他首先指出,癌症治疗的未来属于化疗,却又强调现实面中化疗的副作用,以求彻底否定。
“抗癌剂的副作用非常危险吗?”国平认为机不可失,乘胜追击。
“抗癌剂的开发灵感来自第一次世界大战时德军使用的毒气,如此的说明,各位应该就明白了吧。毒气的毒性在于危害细胞分裂,抗癌剂就是破坏癌细胞的毒剂。可是,癌细胞是人体产生的正常细胞突变的产物,因此抗癌剂在破坏癌细胞的同时,也破坏了正常细胞,特别是骨髓(造血功能)、消化器官黏膜受到的伤害最为严重。”

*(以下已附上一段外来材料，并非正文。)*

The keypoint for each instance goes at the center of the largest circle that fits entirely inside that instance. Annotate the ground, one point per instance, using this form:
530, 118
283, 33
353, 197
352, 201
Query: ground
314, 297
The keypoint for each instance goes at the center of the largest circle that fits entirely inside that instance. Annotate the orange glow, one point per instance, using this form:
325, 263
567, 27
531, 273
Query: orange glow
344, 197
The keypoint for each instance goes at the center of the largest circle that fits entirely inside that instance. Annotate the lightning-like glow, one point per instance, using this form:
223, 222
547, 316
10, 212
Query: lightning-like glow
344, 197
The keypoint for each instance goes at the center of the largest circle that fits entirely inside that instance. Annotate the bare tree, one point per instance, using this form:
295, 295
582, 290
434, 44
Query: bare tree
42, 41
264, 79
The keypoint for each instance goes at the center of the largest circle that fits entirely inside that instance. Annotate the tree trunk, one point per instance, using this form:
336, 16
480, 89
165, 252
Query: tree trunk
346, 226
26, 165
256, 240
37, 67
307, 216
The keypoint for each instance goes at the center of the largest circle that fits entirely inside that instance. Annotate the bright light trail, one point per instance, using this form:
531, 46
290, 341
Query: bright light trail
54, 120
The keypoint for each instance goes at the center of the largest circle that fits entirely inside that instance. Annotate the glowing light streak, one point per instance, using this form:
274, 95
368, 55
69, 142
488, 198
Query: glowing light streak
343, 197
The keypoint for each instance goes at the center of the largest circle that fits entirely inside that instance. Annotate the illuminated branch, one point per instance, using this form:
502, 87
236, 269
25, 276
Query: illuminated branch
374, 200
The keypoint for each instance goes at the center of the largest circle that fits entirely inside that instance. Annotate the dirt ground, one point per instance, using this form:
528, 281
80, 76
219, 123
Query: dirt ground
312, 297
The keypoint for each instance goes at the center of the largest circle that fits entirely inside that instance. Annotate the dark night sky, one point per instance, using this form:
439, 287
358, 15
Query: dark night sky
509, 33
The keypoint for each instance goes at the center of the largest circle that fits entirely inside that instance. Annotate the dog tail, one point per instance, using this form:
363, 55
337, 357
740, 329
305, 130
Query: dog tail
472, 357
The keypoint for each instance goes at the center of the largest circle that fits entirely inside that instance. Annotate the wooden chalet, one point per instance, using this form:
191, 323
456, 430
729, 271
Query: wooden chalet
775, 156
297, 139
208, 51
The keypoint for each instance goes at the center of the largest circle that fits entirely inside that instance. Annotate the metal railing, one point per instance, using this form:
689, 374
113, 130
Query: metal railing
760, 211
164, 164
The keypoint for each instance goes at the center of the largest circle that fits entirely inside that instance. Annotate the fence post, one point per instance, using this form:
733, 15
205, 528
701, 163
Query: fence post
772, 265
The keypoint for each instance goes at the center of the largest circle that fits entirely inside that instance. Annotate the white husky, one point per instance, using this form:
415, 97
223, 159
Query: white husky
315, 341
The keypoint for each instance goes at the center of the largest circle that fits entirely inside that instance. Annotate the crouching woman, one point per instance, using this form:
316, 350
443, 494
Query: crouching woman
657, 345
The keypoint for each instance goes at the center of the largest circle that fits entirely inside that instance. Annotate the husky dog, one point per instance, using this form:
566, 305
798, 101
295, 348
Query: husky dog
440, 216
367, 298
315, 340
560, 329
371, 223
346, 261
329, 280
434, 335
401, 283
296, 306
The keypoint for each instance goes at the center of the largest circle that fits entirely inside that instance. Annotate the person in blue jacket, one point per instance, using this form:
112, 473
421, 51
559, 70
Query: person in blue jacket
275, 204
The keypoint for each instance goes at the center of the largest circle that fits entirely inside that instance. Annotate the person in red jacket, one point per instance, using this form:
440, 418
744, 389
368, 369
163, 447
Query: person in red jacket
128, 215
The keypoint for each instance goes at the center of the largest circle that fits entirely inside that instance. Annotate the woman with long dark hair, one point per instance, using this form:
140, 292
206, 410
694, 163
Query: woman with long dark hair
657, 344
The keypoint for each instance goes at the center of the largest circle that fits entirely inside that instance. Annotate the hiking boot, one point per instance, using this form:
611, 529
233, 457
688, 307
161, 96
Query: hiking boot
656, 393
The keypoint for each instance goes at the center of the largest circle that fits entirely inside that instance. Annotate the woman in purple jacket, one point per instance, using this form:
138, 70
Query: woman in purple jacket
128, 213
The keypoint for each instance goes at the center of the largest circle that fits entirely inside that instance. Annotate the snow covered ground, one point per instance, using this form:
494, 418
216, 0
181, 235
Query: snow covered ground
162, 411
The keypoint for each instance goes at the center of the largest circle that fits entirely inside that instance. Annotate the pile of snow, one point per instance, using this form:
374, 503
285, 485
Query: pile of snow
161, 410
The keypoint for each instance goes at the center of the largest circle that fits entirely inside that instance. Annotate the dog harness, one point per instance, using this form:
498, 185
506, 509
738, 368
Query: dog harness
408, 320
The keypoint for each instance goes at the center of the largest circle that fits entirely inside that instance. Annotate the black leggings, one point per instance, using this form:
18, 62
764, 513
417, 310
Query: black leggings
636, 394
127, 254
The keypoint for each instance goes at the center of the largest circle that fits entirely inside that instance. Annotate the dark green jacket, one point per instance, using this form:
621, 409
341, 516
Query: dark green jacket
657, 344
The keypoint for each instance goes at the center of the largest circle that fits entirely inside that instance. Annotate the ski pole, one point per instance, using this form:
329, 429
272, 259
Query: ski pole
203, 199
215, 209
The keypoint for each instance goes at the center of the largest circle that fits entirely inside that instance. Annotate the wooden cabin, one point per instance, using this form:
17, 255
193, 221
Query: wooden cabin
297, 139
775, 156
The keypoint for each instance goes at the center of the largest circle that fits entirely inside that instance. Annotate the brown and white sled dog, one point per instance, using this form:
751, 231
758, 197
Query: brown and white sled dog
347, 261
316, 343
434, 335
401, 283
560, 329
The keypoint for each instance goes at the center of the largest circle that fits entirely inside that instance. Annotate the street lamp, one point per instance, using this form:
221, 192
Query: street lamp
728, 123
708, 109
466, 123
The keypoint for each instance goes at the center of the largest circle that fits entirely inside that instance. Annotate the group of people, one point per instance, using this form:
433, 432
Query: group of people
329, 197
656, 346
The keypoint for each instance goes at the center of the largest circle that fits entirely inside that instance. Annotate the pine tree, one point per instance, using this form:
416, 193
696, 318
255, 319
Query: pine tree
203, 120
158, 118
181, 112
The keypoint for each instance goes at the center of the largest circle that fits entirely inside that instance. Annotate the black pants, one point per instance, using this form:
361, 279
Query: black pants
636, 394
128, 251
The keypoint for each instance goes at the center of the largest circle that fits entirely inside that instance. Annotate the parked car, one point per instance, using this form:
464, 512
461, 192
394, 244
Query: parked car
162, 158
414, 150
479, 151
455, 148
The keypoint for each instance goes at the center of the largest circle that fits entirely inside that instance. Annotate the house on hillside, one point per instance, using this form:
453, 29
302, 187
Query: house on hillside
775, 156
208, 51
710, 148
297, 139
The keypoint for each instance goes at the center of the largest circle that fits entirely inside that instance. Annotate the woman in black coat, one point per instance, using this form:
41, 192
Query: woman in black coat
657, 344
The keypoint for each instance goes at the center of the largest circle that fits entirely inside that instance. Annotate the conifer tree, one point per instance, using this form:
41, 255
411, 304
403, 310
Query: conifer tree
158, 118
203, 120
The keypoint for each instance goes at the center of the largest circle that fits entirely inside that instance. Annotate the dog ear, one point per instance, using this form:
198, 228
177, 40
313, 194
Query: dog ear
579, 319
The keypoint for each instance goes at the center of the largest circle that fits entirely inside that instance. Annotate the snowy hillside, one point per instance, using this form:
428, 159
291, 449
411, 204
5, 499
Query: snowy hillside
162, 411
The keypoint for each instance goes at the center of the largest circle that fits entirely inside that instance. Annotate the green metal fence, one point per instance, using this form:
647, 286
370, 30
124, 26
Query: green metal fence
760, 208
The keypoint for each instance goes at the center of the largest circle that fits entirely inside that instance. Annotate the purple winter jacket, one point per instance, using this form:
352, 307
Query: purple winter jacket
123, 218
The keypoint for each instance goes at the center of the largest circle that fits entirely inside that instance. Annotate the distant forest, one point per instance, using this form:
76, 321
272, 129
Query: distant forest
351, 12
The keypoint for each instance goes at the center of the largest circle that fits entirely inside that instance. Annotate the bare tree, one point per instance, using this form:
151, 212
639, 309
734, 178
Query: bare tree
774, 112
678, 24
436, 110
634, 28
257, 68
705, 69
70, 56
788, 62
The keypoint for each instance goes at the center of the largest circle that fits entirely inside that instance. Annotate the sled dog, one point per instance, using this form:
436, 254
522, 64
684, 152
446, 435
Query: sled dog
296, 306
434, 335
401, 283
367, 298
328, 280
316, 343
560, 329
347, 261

“那么,手术中一次注射大量抗癌剂,它的副作用应该十分可怕吧?”
“没错。注射二十毫克的毒药进入人体,可能会引起肠出血、肠穿孔、缝合不全等症状。因为手术的执行本来就使得病患的抵抗力大为下降,如此将更加削弱抵抗力,万一引起并发症,很难说不会导致死亡。因此,在化疗尚未确定安全使用法之际,根本无法期待存活效果。本案件所涉病例不同于结核病,只要使用氨基水杨酸或链霉素就一定见效,我想强调的是,这根本就是两回事。”